Jika menulis itu aliran sungai, Kompasiana adalah perahu yang disediakan untuk mengarunginya. Setiap Kompasianer bisa menghias perahunya masing-masing dengan pernik kata dan gaya bahasa yang unik dan otentik.
Kemudian ada yang melepas tali jangkar perahu dengan cepat, lalu mendayung dengan penuh percaya diri. Ada pula yang ragu-ragu, tidak percaya diri dengan kekuatan perahu dan pernik hiasan yang ia gantungkan di sekelilingnya. Minder melihat perahu yang lain terlihat lebih cepat, lebih semarak dan lebih menarik.
Dalam mengarungi aliran sungai kata-kata ini, ada yang berhenti sejenak untuk melepas lelah, lalu kembali mendayung perahunya. Tak sedikit pula yang memutuskan untuk menambatkan perahu selamanya. Berhenti dan memilih menjalani kehidupan nyata.
Itulah Kompasiana, perahu yang sudah 11 tahun ini disediakan bagi kita. Dan selama 7 tahun saya ikut menaiki dan mendayung perahu Kompasiana, saya sadar ternyata saya tidak bisa menulis.
Saya tidak bisa membuat tulisan yang judulnya bombastis, tapi isinya kosong.
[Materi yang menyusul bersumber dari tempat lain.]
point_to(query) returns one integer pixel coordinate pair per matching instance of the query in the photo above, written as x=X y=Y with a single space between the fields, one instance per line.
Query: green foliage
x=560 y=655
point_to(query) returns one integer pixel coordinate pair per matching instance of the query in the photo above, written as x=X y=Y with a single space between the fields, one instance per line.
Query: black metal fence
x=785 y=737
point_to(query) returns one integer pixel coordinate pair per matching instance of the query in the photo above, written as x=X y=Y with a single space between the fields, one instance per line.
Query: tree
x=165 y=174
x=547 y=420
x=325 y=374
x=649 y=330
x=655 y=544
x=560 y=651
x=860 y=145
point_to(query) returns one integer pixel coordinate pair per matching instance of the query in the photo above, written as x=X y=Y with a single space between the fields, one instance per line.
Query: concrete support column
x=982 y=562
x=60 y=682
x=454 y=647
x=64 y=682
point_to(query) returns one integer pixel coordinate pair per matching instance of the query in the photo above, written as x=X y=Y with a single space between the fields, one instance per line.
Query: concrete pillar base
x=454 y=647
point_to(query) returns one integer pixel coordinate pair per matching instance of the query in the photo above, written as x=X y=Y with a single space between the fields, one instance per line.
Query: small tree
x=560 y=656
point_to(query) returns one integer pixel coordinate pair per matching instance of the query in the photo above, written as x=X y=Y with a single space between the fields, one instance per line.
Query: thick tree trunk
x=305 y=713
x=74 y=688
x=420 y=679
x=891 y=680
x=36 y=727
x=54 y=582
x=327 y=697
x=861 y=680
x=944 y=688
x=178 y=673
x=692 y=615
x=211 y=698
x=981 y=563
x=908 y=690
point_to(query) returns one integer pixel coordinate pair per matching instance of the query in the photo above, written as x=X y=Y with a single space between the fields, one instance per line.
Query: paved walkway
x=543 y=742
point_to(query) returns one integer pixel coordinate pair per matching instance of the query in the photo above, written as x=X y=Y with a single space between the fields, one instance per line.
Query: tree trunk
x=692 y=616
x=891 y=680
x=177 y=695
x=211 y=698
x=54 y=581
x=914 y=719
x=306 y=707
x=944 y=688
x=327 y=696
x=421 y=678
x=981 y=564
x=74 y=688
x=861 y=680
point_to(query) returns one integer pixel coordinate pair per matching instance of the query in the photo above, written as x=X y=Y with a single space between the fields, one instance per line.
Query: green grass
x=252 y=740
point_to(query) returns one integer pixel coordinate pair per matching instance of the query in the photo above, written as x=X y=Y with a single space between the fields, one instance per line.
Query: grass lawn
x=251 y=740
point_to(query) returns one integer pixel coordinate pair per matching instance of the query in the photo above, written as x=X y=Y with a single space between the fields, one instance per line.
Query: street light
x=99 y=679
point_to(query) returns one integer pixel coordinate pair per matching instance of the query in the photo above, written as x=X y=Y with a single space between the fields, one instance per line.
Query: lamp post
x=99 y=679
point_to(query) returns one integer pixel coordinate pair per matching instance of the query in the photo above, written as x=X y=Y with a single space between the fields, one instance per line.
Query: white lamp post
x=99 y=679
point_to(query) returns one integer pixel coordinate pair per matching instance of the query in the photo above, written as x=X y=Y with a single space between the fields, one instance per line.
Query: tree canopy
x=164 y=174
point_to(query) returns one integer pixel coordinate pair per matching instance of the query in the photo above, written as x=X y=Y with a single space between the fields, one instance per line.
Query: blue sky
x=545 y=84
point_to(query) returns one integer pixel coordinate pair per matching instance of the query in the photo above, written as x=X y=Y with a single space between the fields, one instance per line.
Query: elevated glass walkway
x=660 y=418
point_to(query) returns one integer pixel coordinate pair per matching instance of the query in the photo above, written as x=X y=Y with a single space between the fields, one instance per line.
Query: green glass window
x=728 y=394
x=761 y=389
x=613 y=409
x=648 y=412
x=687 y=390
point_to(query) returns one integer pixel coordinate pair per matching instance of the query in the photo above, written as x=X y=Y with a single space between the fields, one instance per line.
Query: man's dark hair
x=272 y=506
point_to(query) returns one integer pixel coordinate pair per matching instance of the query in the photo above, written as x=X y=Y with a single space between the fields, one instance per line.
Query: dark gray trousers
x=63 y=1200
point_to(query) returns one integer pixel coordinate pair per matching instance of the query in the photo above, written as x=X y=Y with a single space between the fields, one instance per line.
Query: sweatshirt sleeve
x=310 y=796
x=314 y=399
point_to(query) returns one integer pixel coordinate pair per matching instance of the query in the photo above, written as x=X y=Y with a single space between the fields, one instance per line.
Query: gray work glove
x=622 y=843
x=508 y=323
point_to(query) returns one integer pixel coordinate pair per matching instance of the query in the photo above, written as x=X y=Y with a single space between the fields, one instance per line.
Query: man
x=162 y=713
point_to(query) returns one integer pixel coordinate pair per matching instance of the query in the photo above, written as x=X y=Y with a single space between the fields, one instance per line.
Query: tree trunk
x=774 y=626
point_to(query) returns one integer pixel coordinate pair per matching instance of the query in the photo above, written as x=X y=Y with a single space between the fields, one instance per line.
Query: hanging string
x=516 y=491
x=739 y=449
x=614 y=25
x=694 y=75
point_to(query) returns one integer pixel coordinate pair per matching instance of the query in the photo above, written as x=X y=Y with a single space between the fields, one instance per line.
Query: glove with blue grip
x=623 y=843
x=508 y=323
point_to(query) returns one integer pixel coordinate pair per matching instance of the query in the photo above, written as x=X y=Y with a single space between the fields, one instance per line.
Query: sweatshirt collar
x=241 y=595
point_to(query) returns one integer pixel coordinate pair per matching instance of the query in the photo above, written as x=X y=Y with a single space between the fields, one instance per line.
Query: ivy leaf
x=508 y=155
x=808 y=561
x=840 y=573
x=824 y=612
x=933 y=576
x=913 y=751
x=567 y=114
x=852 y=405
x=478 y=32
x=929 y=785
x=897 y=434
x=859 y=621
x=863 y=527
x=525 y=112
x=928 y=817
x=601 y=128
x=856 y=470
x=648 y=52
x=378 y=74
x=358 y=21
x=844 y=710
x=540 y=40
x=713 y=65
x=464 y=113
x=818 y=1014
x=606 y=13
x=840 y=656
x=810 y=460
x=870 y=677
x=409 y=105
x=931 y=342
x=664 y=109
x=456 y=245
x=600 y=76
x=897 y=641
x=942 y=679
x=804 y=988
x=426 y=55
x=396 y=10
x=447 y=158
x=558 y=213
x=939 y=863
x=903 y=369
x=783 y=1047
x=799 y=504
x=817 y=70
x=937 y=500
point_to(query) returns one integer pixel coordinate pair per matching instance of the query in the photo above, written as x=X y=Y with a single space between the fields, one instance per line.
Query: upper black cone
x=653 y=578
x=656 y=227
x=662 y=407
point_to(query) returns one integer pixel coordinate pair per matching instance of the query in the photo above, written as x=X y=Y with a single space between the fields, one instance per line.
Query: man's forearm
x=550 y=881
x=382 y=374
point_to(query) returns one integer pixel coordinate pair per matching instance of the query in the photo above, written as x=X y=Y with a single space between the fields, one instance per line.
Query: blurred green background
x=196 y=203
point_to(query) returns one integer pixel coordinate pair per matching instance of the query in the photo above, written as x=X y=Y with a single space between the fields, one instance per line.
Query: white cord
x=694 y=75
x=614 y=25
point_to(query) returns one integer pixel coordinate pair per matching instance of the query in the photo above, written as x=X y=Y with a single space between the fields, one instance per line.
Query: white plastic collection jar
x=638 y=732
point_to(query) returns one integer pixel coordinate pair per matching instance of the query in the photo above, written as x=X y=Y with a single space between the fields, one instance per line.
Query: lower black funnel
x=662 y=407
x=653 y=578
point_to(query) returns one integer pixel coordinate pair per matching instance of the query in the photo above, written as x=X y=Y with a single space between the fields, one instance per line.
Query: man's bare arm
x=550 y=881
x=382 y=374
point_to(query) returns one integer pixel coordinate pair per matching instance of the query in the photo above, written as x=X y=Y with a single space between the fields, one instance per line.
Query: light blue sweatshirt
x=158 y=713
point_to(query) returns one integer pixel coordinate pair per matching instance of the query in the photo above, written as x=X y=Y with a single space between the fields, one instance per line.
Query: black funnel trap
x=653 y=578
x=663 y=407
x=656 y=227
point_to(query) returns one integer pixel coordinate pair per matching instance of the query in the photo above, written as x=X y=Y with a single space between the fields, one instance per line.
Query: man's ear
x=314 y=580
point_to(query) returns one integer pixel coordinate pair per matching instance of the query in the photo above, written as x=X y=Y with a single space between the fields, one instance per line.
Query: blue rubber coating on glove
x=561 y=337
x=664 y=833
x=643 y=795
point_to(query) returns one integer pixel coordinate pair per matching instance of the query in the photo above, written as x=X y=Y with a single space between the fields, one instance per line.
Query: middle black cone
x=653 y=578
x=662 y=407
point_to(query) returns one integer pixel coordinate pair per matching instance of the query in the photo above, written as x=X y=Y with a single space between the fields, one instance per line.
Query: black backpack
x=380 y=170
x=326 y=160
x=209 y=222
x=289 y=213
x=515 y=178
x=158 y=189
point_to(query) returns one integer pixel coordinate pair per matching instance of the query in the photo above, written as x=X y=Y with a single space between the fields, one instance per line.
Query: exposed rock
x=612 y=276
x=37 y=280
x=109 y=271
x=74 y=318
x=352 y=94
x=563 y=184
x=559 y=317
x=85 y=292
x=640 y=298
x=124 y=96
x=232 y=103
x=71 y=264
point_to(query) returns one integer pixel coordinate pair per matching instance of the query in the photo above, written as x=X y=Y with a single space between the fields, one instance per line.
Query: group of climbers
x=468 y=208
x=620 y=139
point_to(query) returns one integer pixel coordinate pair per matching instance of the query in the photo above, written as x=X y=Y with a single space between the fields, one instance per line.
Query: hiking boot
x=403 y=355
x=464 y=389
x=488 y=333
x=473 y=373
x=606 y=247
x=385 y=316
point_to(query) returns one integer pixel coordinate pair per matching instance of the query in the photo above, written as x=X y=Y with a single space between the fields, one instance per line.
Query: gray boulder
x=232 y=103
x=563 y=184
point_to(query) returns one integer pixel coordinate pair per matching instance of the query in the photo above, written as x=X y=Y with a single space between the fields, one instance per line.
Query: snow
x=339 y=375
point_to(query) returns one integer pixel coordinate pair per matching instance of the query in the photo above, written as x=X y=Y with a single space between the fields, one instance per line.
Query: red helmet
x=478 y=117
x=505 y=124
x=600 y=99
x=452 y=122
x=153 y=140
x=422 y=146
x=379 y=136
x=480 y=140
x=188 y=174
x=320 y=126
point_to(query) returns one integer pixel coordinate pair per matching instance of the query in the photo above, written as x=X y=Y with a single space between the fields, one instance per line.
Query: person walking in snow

Saya tidak bisa menulis sosok seseorang dengan nada tulisan yang terlalu menyanjung dan mengagungkan. Saya tidak bisa menulis opini kritikan dengan aura kebencian. Saya tidak bisa menulis artikel yang hanya mengejar jumlah viewer.
Saya juga tidak bisa menulis opini tanpa data. Saya tidak bisa menulis suatu pengetahuan tanpa ada referensi ilmiah. Saya tidak bisa mengabarkan berita tanpa ada kejadian yang faktual. Saya tidak bisa membuat artikel yang berandai-andai, yang tidak ada ujung pangkalnya.
Saya tidak bisa menulis seperti itu semua.
Saya hanya bisa menulis artikel yang bahasanya sederhana saja. Saya hanya bisa menulis tentang sesuatu yang sesuai minat. Saya hanya bisa menulis apa yang saya sukai, bukan sekedar apa yang ingin saya ketahui.
Terkadang, saya memberi judul yang fantastis, tapi saya selalu berusaha isi tulisannya seberharga judul artikelnya. Terkadang, saya juga menulis opini yang kontroversial, tapi saya bisa pastikan tidak ada nada, apalagi ujaran kebencian di dalamnya.
Dari ribuan artikel yang sudah saya tulis menemani perjalanan panjang Kompasiana, ada ratusan artikel yang menurut saya bukan karya tulis terbaik. Syukurlah, jejak digitalnya tidak terhapus, karena saya masih sering membacanya.